I'm seeing how it goes over the next few days after they saw the note on my door, before we decide our next move. I'd hate to have to file a complaint with the cops, but our building's management isn't doing anything further and told us that is what we would have to do. I personally don't understand why management doesn't call the person my neighbors are renting from. Surely, their actions are against rules in their lease? They rent, we own. I'll never understand why some renters just don't care how they treat the place or the people. It's sad, especially since young children are involved. I feel horrible for being "that person". But I can't go another week with the above mentioned actions taking place. I'm going insane!

If you have good neighbors, you need to bake them a cake or something because good neighbors shouldn't be taken for granted. I'm off to Google about those curses that I mentioned...


Lisa said...

Oh no. What a nightmare. Before we used to have neighbours who would have house parties and would sit outside yelling until 4am and nothing anyone said or did would do anything. Definitely see if you can find out who the landlord is but if they're paying rent on time and not destroying the property, their landlord might not even care.

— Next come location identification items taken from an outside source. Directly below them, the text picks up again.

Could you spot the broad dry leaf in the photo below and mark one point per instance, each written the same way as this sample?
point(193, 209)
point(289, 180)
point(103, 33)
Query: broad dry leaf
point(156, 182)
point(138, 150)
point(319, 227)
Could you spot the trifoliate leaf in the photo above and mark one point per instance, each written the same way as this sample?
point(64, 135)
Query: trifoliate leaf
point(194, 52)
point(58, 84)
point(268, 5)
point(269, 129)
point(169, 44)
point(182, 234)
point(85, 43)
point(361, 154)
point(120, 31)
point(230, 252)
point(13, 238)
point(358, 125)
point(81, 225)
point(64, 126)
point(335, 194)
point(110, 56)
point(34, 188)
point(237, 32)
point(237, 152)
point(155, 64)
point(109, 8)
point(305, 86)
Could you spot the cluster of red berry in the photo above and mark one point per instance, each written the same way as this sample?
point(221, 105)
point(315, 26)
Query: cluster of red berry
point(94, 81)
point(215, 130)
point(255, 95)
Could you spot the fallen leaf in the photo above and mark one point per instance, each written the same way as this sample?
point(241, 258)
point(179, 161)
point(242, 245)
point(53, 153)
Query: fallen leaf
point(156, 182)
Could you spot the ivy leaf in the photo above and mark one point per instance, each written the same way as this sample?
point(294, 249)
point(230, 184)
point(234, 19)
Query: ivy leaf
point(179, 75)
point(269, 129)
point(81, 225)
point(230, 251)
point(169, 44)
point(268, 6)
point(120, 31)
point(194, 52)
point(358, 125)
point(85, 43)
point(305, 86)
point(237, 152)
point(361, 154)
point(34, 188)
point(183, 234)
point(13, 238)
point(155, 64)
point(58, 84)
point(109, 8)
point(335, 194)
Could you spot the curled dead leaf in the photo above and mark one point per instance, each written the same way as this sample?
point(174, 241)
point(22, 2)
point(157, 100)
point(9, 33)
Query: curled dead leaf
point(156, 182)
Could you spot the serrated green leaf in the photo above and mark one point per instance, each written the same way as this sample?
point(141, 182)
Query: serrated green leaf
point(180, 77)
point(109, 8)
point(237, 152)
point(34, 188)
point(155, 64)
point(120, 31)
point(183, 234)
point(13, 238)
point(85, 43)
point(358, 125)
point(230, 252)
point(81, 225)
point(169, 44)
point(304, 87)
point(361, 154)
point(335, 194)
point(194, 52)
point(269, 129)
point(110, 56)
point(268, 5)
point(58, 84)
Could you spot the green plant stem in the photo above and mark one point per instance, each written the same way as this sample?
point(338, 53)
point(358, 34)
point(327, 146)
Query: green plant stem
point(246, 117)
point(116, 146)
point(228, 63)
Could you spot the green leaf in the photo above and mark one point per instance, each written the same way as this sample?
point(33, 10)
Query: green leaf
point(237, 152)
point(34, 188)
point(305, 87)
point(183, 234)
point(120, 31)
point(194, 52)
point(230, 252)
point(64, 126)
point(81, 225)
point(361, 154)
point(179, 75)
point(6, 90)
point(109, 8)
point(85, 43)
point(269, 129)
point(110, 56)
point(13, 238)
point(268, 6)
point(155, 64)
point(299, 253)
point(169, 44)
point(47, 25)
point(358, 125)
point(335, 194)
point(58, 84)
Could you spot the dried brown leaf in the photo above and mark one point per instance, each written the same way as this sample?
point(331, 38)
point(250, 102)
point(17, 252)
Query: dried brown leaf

I'd totally be putting in an anonymous call to the cops from a 'concerned passer-by' who could smell drugs. When it starts affecting your health then it needs to stop.

Jackie said...

Yikes, this sounds so brutal! It's a coincidence that you posted this today. I was listening to similar stories on the radio today (or maybe it was yesterday) and people were sharing some horror stories about their neighbours.

xo Jackie
Something About That

R. said...

They sound like a classy bunch. Our downstairs neighbors occasionally have massive indoor smoking gatherings which make our bathroom REEK because the scent travels up the heating vents in there... ugh. I guess I should consider myself fortunate that that only happens once a month or so though.

ambearo said...

Something to consider if the children are being exposed to domestic disharmony/violence, drugs, neglect, etc is that you could call Child Protective Services and report her. Besides being a bad neighbour I think the bigger concern is if the children are being abused/neglected or exposed to inappropriate things.

Wendy Banner said...

@splattergirl - Yep, it's a stacked condo townhouse building. Would have loved to purchased a free-standing anything, but holy moly the costs! LOL!